The conductor, a witness for the defendant company, gave this
account of the affair:
"He was in the employ of the defendant the Baltimore and Potomac
Railroad Company as a conductor in the freight yard in this city;
had been so employed by the defendant in this freight yard for
about twelve years; was there at the time of accident, running with
the shifting engine No. 327; that on the night of the 17th of
March, 1887, the night of the accident, he was engaged in the
'Jersey Yard' in shifting cars; that they got down to the Jersey
yard about 9:55 o'clock in the evening, and took down with them
about twenty-five cars, which they first shifted around where they
belonged; that it took them about half an hour to dispose of those
cars; that they went over onto the other side of the yard to shift
the fast freight which was coming in from the north; that said
train was brought in by engine No.
Page 157 U. S. 77
307, and placed on No. 1 track; that said fast freight train
arrived after they got down to the Jersey yard about ten or fifteen
minutes; that they went to work upon said train to get out such
cars as were to go south on the fast freight; that there were not
over six cars in the said freight train to go south; that the cars
which were for Washington were put over on another track; that then
Robert A. Brown, the deceased, told them that they had a broken
bull nose down there which he wanted to fix; that he asked the
witness to pull the cars apart, and witness told him that he would
go down there and pull them apart; that he went down there and
pulled the cars apart; that witness told deceased he was not going
to shift any more of those cars; that said cars were pulled apart
to a distance of about forty feet; that Brakeman Hillary pulled the
pin and uncoupled the cars in the first instance, and that the
witness ordered the cars to be cut loose; that at that time, he was
talking to Robert A. Brown, who was standing right where the cut
was made; that after the pin was pulled, the witness (Phillips)
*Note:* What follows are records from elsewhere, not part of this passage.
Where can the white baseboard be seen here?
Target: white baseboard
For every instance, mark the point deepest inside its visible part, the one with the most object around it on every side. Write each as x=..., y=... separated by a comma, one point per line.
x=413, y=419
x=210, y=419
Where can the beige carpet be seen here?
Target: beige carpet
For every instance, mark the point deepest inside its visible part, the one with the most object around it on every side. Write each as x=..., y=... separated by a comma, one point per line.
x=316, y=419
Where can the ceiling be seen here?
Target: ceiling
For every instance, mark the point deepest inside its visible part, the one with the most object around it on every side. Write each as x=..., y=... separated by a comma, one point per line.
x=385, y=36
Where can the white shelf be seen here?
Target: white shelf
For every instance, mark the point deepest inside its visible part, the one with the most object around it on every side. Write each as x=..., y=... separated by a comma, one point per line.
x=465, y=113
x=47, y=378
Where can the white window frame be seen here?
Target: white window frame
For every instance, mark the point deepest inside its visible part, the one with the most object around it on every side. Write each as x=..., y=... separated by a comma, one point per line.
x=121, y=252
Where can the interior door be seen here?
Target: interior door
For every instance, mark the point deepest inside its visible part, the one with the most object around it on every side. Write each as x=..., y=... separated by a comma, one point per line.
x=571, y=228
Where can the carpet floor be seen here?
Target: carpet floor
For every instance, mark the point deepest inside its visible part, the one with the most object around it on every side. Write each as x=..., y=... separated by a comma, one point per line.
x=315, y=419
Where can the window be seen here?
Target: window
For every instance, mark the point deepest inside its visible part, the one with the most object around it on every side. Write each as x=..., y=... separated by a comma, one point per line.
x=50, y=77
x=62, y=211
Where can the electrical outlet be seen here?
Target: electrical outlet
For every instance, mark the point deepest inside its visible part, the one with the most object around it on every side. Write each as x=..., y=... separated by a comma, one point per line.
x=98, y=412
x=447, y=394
gave the signal to pull ahead, and then went up towards the engine;
that he stopped the engine when Robert A. Brown, the deceased,
said, 'that will do,' by giving the engineer the shut-off signal
with his lamp by swinging it; that thereupon the engineer (Smith)
called to him, and he went up towards the engine; that the engineer
then said he had no more water to do any shifting with, and I told
him I hadn't anything to do, and they were not going to do any more
shifting on that train, and I asked him to take a load of stock
from the lower end up to the warehouse, and stop at Sixth Street
and get water. He said, 'Well, I will try it.' So I said to
Brakeman Teiling, when I stopped talking to the engineer, 'How is
it?' He said, 'All O. K.' I said, 'Go up and set this brake.' He
got up and put it on. I told Mr. Brown, after I pulled the cars
apart, that I was going to leave them standing there."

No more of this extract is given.